The application of spray foam is best known for its ability to seal and strengthen rooflines; insulate homes and commercial structures, and even protect pipelines and industrial tanks. SPF is always being used in ever-increasing imaginative ways. 

Amazing Cave Structure

Case in point: I present to you the Culture of Golden Heart Association, a Vietnamese temple in Houston, Texas. The owners of this incredible temple decided to employ SPF to monumentalize the mountains of Asia via a rock-like decoration in the courtyard of the temple where members could go inside to pray.

Spray foam insulation was utilized for the project, which entailed the application of SPF to the interior and exterior of a man-made 2,000 sq. ft. structure consisting of specialized mesh held in place by chicken wire. The structure also included a concrete wall in the center of the mesh structure, which was made to look like a mountain after the foam was applied.
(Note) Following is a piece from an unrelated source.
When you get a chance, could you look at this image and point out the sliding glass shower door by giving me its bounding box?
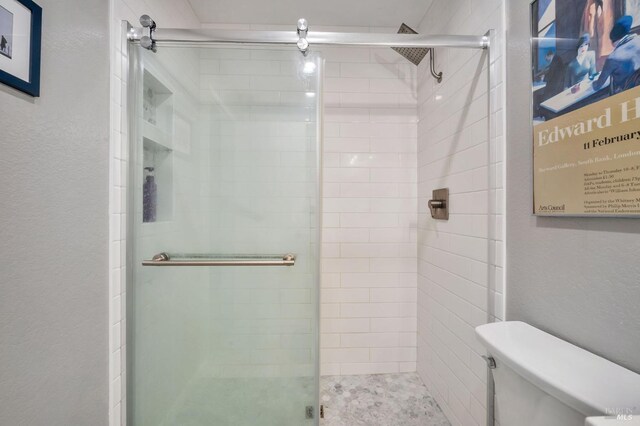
[127,45,322,426]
The mountain was fused to the cave and towered over the entire structure.

Before the spray foam crew arrived, the structure was preassembled for the foam application. Holes were carved out of the specialized fabric to serve as windows for the cave. Two large openings from one end of the cave layout offered optimal ventilation throughout the job. The crew applied a two lb. closed-cell spray polyurethane foam to the interior walls and roof and the structure's exterior, including the cement wall. The application varied from two to six inches of foam sprayed over every substrate on the structure. The spray foam worked exceptionally well for this type of design, and we are seeing more and more of these cave-type projects in which developers are finding spray foam to be the most suitable product for the job.

Wonders Of Wildlife

As an example on a much larger scale, we look at Bass Pro's Wonders Of Wildlife Museum. They recently expanded from seven intricate aquariums to an eighth exhibit; the new display features creatures who live in the snow rather than in the water or warm environments, now known as "The Penguin Exhibit."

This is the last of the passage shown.